傷は塞がったらしいものの、血みどろの服は変わらずだ。べったりと血の染み込んだ服を見下ろしてため息をつき、俺の隣にそっと置かれているレーヴァテインに手を伸ばす。レーヴァテインの柄についている赤い石が、俺に応えるように微かに光った。
「痛むとこ、ないか?」
心配そうに眉根を寄せて、キグナスが尋ねる。あの時も、こんなふうに聞かれたな。
「うん。ありがとう。……凄いな。本当に、魔法が強力になったんだな」
レーヴァテインは、誰かが収めてくれたのか、刀身を鞘に包まれていた。無意味にそれを撫でながら言うと、キグナスがいやに無邪気な顔で首を傾げた。
「何だ? それ」
「痛みなんかどこにもないし、むしろ怪我をする前より元気になってるよ。回復し過ぎちゃったみたいだ」
片手で、一角獣に貫かれたはずの辺りを撫でてみるが、怪我をしたその名残さえどこにもなさそうだった。
キグナスが、笑う。
「何だ。だったらもっと、けちるべきだったな」
「治るかどうかのぎりっぎり?」
「そう。『やべぇ足りてねぇ、ちょっと痛いの勘弁して』くらいでぇ〜」
「ひどいな」
俺が笑うと、キグナスもまた笑った。
「お前、また少しずつ、笑うようになってきたな」
キグナスが、自分の両膝を抱えて、軽く天井を仰ぐ。
「そう?」
「ん。かなあって思う。一時期ほどは、見てて暗くなくなったんじゃねぇ?」
「……」
ひどい言われようだ。
苦笑を浮かべて、俺は背中を壁にもたせかけた。
「慣れたのかな……」
「何にだ?」
「さあ……何にだろうね」
一時期は頻繁に感じていた頭痛が、気がつけば感じなくなっていた。
キグナスの言う通り、笑うこともその頃より多少は増えた気もする。――心の奥底に、何かを閉じ込めて鍵をかけた箱があるような感覚は、残るけれど。
まるで、自分の感情がどこかで分離したみたいだ。一時期は、全てを奥底に押し込めようとしていたものが、『何か』だけを残して、後の感情を少しずつ復帰させようとしているみたいに。
『何か』……何だろう? メディレスの言うように、それは『優しさ』とか『良心』とか……そう、言われるものなのかもしれない。
「あのな、カズキからこれ、もらったろ?」
微かな自嘲を感じる俺には気がつかず、キグナスがロッドについた金属のアイテムを指先で鳴らした。

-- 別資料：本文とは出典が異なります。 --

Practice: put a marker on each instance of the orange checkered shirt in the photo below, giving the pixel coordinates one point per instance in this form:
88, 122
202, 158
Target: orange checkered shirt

海底のダンジョンで手に入れた、魔術師の為のアイテムだ。
「うん」
「ちょっと、つけ方、変だったみてぇ」
「え?」
俺にもキグナスにもつけ方がわからなかったから、あの時確か、ナタがつけてくれたはず。
「変?」
「うん。わかんねぇけど、フリュージュにいる間に、変な風に留めてあるなあって思って、俺、自分で少しいじったんだ」
「そうなんだ」
「そしたら……ここの、氷の大陸についてからさあ」
そこで一度言葉を切ったキグナスは、少しだけ得意そうに鼻の下をこすって笑った。
「無尽蔵に魔力が溢れ出てくる感じ」
「……え?」
何か、心の片隅で、警報が鳴った。
「無尽蔵に?」
「うん。例えばさ、入れ物があるとすんじゃん。そこに入ってるのが魔力。元々は、そこと繋がってる出口がすっげえ小さかったのが、俺」
「アイテムを見つける前な」
「そう。で、その間口を広げたのが、このアイテム」
「うん」
「……その間口が、ごそっとなくなっちゃったみたいなのが、今」
「……」
無言でキグナスの顔を見る。
アイテムとロッドの繋ぎ方を変えることで、汲み出す魔力の力量が変わった……つまり、ナタのつけ方では、まだセーブがかかっていた。
ナタは、「同じ魔力の消費量で、魔法が強力になる」とか言ってたから、実際はキグナスの言うように魔力の消費量が増えたって話ではないんだろうけど、実際の増減は置いておいて、魔法そのものが強力になっていることで、本人の感覚ではそう感じるってことなんだろう。
……そこに、意味があったわけじゃ、ないんだろうか? ただの、ミス?
「それ、平気?」
「ん〜。別にこれと言って負担はねえけどなあ」
「ふうん……?」
なら、良いのかな。
やっぱただのミス? 「あ、ごっめ〜ん」とか言ってやりそうなキャラではある。
それとも、わざとセーブするようにしていたんだろうか? ……アイテムに、頼り過ぎないように。
「キグナスって、そのアイテムなくしたら魔法、使えんの?」
「馬鹿にするなよッ。使えるさッ。……前レベルなら」
「ロッドなくしたら?」
「……」
おいおい。
「ま、追い追い修行しますとゆーことで」
「……」
「でも、使ってる魔力は俺の自前だろッ。んじゃあ俺の自力じゃんか」
「うーん」
でも、そのアイテムって言うガイドがないと、途端に間口がちっちゃくなっちゃうんだろ?
「無事レーヴァテインも手に入ったし〜。これで、何とかカタがつくといいけどなあ〜」
つい気にして考えていると、すっかりその話が終わったらしいキグナスがあくび交じりに伸びをした。
座ったまま、のそのそと這って移動して来ると、俺の隣に並んでこてんと壁へ背中を預ける。
「うん。そうだね」
もう一度、レーヴァテインを見遣る。
ツェンカーを動かす為の鍵、になるはずのもの。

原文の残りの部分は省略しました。